Awas, Remaja Juga Riskan Terserang Masalah Kesehatan Mental

07 Maret 2022 07:00

GenPI.co Kepri - Selain tidak mengenal gender, masalah kesehatan mental juga dapat menyerang para remaja, utamanya siswa sekolah. Menurut penilitian, belakangan jumlah remaja dengan masalah kesehatan mental meningkat seiring berbagai faktor pemicunya.

Komisi Pemberdayaan Perempuan dan Perlindungan Anak (KPPPA) menyebut, per Juli 2020 ada lebih dari 3.200 (13 persen) anak SD hingga SMA di 34 provinsi di Indonesia yang, mengalami gejala-gejala yang mengarah pada gangguan depresi ringan hingga berat.

Sebagian besar di antaranya 93 persen gejala depresi tersebut dialami anak pada rentang usia 14-18, sementara 7 persen lainnya pada usia 10-13 Tahun.
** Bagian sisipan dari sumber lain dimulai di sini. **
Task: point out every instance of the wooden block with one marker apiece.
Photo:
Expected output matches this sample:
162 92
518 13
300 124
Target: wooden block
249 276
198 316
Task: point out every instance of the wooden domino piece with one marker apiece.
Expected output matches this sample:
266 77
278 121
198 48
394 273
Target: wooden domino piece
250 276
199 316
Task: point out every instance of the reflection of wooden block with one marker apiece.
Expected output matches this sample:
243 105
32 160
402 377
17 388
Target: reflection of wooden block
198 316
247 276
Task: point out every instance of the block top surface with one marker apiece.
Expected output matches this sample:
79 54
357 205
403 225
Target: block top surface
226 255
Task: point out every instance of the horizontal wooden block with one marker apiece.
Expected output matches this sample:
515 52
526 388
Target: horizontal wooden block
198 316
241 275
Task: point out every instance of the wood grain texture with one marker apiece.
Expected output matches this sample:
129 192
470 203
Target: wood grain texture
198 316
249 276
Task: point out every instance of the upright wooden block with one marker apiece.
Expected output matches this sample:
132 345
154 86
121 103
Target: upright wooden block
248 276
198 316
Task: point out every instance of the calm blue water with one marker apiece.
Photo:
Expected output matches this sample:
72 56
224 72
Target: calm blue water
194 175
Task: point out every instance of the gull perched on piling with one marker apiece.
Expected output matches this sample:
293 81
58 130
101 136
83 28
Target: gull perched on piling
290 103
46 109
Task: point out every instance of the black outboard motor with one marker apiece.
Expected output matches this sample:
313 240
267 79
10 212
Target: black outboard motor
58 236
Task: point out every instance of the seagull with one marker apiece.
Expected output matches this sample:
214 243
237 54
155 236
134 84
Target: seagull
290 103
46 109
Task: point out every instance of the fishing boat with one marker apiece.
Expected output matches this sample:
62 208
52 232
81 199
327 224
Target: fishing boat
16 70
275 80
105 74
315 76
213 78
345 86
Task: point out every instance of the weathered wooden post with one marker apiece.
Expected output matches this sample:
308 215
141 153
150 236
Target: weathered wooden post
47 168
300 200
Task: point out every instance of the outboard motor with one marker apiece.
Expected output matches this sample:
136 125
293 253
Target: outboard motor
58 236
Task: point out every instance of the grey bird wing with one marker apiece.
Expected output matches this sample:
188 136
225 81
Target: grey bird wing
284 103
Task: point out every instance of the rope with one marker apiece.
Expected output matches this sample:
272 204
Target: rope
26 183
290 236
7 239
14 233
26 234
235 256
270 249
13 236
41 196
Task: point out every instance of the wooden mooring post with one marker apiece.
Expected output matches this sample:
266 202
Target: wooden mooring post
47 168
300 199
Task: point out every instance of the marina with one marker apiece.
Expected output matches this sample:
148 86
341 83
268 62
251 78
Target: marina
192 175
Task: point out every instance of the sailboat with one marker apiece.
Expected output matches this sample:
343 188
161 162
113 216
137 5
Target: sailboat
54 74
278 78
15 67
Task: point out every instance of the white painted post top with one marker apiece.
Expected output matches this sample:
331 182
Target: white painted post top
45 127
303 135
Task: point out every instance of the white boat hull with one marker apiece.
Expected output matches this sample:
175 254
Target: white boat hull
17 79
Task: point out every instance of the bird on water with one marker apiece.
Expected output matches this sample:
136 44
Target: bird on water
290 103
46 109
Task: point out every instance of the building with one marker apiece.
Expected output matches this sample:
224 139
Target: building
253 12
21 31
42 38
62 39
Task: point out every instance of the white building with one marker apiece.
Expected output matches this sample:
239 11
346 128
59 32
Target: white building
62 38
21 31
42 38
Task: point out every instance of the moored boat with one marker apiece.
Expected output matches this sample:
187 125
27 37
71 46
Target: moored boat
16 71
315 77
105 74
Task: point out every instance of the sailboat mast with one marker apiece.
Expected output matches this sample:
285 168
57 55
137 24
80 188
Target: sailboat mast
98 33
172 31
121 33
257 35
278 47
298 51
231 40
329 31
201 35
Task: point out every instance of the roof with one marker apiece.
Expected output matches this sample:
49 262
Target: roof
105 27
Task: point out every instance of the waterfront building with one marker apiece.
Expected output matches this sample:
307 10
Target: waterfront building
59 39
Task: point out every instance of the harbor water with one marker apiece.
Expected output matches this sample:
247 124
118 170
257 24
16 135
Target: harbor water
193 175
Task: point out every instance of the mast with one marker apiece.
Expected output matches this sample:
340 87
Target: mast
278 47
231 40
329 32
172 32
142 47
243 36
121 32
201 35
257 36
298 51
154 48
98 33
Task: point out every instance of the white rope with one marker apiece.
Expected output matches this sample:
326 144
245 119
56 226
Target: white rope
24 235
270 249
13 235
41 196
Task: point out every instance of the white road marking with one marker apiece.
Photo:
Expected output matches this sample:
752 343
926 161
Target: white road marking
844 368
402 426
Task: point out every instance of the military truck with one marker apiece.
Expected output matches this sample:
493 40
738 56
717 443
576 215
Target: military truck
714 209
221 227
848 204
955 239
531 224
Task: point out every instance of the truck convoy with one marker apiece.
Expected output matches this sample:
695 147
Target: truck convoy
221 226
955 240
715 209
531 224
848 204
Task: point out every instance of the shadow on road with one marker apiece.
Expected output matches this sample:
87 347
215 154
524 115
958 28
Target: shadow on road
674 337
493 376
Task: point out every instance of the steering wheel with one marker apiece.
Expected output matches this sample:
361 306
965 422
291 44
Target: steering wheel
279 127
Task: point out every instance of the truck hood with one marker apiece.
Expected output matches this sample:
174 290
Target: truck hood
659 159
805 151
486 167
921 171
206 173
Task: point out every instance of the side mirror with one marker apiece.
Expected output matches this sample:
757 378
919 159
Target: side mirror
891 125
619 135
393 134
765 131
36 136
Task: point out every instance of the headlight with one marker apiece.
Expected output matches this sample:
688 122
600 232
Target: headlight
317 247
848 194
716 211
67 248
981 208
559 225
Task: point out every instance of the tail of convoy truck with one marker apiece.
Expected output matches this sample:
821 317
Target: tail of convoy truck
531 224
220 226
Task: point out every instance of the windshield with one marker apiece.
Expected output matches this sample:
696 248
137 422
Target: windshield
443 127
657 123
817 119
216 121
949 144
BACA JUGA:  Tips Menjaga Kesehatan Mental, Coba Biar Tetap Waras!

Pandemi menjadi salah satu faktor dominan anak dari kategori rentang usia tersebut mengalami masalah kesehatan mental.

Dampak dari masalah kesehatan mental pada siswa sangat beragam mulai dari rasa cemas, mudah marah, stres, depresi bahkan keinginan bunuh diri.

BACA JUGA:  Tips Menjaga Kesehatan Alat Reproduksi yang Perlu Kamu Ketahui

Itulah sebabnya peran guru dan sekolah sangat penting terutama dalam memberikan dukungan psikologis awal (DPA) pada masalah kesehatan mental siswa.

Psikolog di Konsultan Psikologi Pelangi Lita Patricia Lunanta, M.Psi, menjelaskan ada sejumlah langkah yang bisa diberikan kepada siswa yang mengalami kesehatan mental lewat dukungan psikologis awal (DPA).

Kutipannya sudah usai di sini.